Рет қаралды 106
Last episode, we talked about “Coming Outside” the tent of (1) limited ekklesia; (2) limited kingdom; (3) limited grace; and (4) limited purpose. These four walls support the “ceiling” of LIMITED ESCHATOLOGY. God is calling the church to “come outside” the limited eschatology that diverts our faith “resources” away from advancing the kingdom. He is calling us to stand within “the tabernacle God pitched and not man” and see the infinite possibilities of KINGDOM GENERATIONS.
In this episode, let's look at THE STARS.
FROM SAND TO STARS, FROM SEA TO SKY
God yanked Abram out of his self-limiting tent, stood him upright under the heavens and told him, “Count the stars, if you think you can!” Then he said to him, “So shall your descendants be.
Obviously, God wanted Abram to believe that he would have many children-that his children would be numerous. But there was more to the “star metaphor” than just a symbol of POPULATION. The stars were also a symbol of POSITION. God wanted Abram to “count the stars” to understand the high plans that God had for his generations.
God had already promised Abram that he would give him “all the land that you see” and that his offspring would be as numerous as “the dust of the earth” (later described as “the sand on the seashore,” Genesis 22:17); but now, God wanted Abram to lift up his eyes and see his generations symbolized by the stars of the heavens.
As Abram well knew, the stars of the sky represented “government powers” and “the gods” that stood behind them. Abram immigrated from Ur of the Chaldees, one of the great empires that shaped the ancient world, and he knew that the kings of the earth depicted themselves and their generations as “the stars” of the heavens. He also knew that these kings exalted themselves in local mythology as “divine kings,” as the embodiment of the gods of the nations. So the stars would have represented the government and glory of the nations.

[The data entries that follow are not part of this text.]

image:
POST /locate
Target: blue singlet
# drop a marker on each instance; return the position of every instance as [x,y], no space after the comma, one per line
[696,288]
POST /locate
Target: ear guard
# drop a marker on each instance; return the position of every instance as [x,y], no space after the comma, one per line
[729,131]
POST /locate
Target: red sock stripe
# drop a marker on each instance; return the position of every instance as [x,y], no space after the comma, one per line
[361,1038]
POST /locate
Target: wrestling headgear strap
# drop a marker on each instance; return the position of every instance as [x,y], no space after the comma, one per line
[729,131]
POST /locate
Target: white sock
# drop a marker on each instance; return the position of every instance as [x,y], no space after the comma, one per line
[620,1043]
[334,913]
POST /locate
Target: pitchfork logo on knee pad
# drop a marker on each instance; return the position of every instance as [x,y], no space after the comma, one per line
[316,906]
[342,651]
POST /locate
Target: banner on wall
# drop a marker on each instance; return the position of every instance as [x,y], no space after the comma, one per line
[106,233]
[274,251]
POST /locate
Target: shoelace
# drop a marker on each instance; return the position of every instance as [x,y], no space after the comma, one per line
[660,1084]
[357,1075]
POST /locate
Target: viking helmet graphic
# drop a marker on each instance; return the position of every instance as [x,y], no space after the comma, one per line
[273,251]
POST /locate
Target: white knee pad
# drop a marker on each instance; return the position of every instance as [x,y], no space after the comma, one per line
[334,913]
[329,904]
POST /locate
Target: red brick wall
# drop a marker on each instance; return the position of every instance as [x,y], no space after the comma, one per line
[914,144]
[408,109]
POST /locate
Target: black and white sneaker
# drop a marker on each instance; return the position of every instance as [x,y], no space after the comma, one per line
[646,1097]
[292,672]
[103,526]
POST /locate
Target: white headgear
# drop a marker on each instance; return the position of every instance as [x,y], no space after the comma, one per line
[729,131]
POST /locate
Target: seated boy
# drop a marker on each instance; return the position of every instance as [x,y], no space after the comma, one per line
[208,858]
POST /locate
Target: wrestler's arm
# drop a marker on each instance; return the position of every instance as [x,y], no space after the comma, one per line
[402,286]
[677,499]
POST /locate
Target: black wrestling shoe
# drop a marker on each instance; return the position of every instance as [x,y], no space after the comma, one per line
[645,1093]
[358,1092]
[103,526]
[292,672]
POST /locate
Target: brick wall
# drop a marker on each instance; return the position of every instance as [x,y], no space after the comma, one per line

When God told Abram that he would make his children as numerous as the dust-the sand of the seashore-and then told him to count the stars, it would have been obvious to Abram what God was saying: “I will take your children from the shapeless, formless dust of the ground and raise them up like the stars to guide and govern the nations of the earth. I will make your children kings!”
Think about the imagery Abram would have pondered as he stood staring at the twinkling stars. His children would be at first like the sand of the seashore, churned out by the waters of chaos, formless, shapeless, unstable, unusable for building anything permanent and lasting. But over time, through the process of preparation and purification (as God described in the last few verses of Genesis 15), Abram’s children would be elevated to positions of influence and authority throughout the nations of the world.
“Count the stars-so shall your descendants be!”